V got this puzzle for Christmas from our friend Nancy. This is the third time we've done it: we discuss the Addams family while we work, and it's really fun.
And it brings up memories I had long forgotten. When I was a girl, my family LOVED puzzles. Every holiday, all winter, and just about any time was a good time for a puzzle. I have few memories of my grandfather, who died when I was 6, but many of them involve him hovering around a dining room table, working on a puzzle. We had three or four puzzles we did every Christmas, and it helped us bide our time while we waited to open presents.
But it wasn't enough to just do puzzles, for some reason. My dad had all kinds of elaborate rules for puzzles, and puzzle doing was serious business. These rules were non-negotiable, and though I didn't enforce them with V(except for #1), I felt bad for breaking each rule.
Dewey's rules for puzzles:
1. No food or drink on the puzzle table.
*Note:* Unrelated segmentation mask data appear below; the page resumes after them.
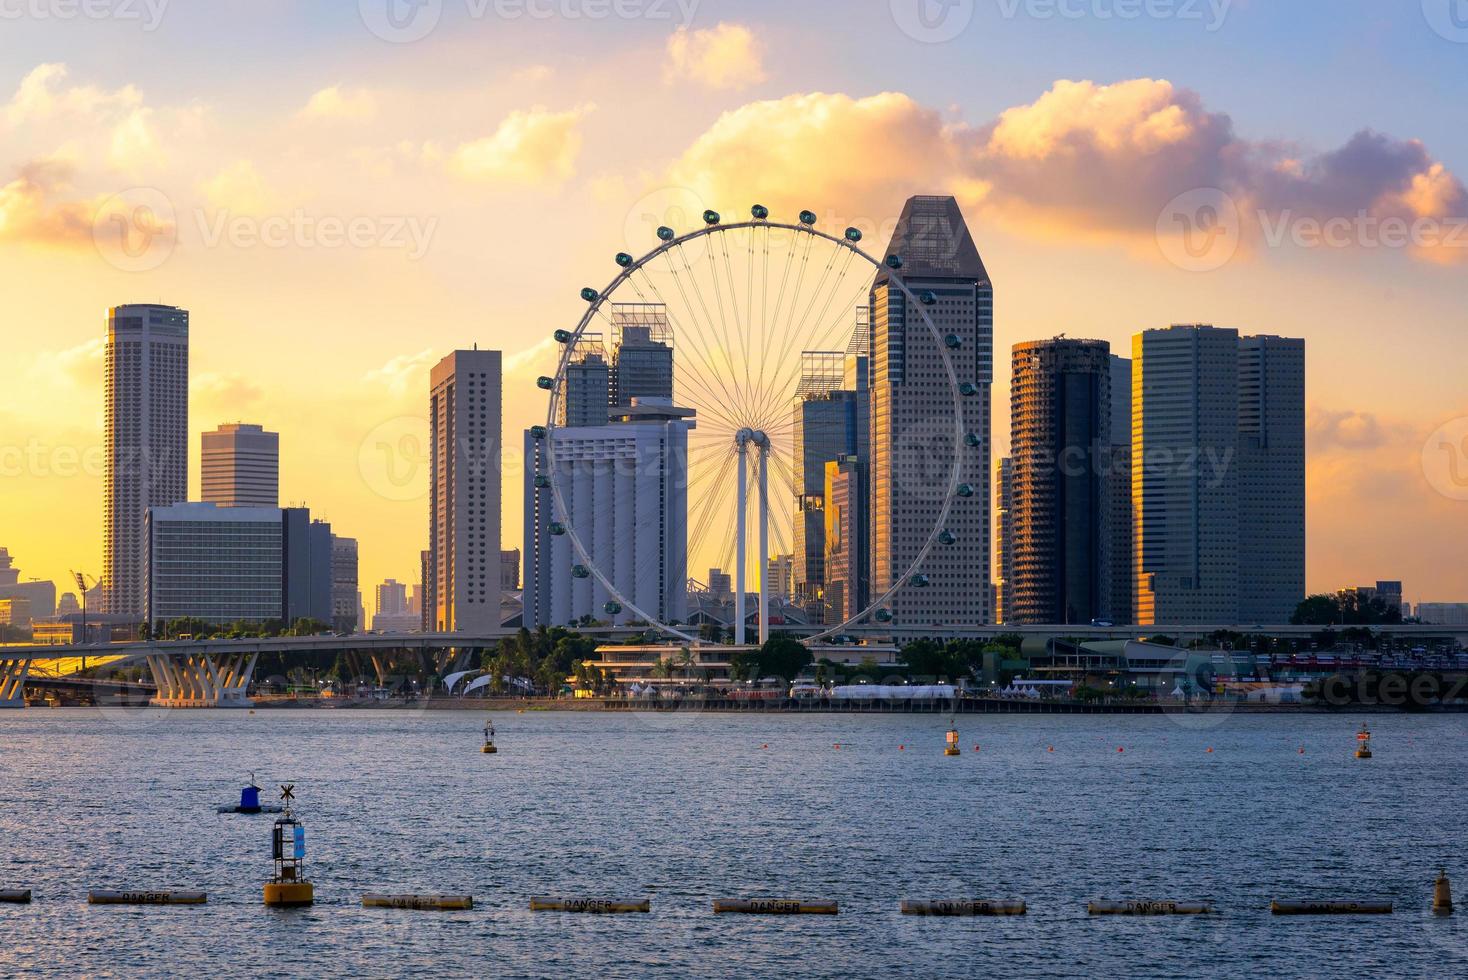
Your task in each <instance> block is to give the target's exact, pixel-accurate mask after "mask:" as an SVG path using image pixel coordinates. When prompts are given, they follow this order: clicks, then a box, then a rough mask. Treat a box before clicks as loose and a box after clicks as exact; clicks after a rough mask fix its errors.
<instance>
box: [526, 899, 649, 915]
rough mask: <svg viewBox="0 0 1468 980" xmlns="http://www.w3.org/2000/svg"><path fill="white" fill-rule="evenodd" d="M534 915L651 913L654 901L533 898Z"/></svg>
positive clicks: (606, 899)
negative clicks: (561, 913)
mask: <svg viewBox="0 0 1468 980" xmlns="http://www.w3.org/2000/svg"><path fill="white" fill-rule="evenodd" d="M530 911H533V913H590V914H593V915H611V914H618V913H650V911H652V899H650V898H643V899H636V898H633V899H617V898H531V899H530Z"/></svg>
At all. Ever. If you need coffee or a snack, get a TV tray and put it up next to the puzzle table. Then consume it over the TV tray, not the puzzle. Also, you'll have to listen to the story about when Grandpa Art spilled coffee on a brand new puzzle one year.
2. When we open a puzzle, and dump out the pieces, we have to flip over all of them before we put anything together. Every piece. When I was too little to really do much else with puzzles, this was often my job, and my family was all about the 1000 piece ones. It took for freaking ever.
3. If any of the pieces were left together from the last time this puzzle was done (my aunt Barbie was notorious for just folding a puzzle up to put it away) everything must be taken apart and spread out. Just two pieces together? One on each end of the table. More than that, and we had to mix them in.
4. Everyone gets to look at the cover of the box once. Just once. When someone new comes to start work on the puzzle, they get to look at, but the rest of us who've already seen it are expected to avert our eyes. And then we talk about those crazy people who use the box to place individual pieces, and don't follow the other rules, either. Heathens.
5. If, when the puzzle is finished, there are pieces missing, we look around carefully to see if there're any on the floor. If not, we take a slip of scrap paper, slide it under the puzzle, and trace the missing piece. Then we write on the slip a description of what's missing (i.e. blue hippo eye, or Santa's left elbow). This precious slip goes into the puzzle box so we know what's gone for next time.
I sure wish he was here to teach these to V, though. I'm a pushover when it comes to made up rules, it turns out. Somewhere he's hollering at us everytime we look at the box, I just know it. I hope he understands.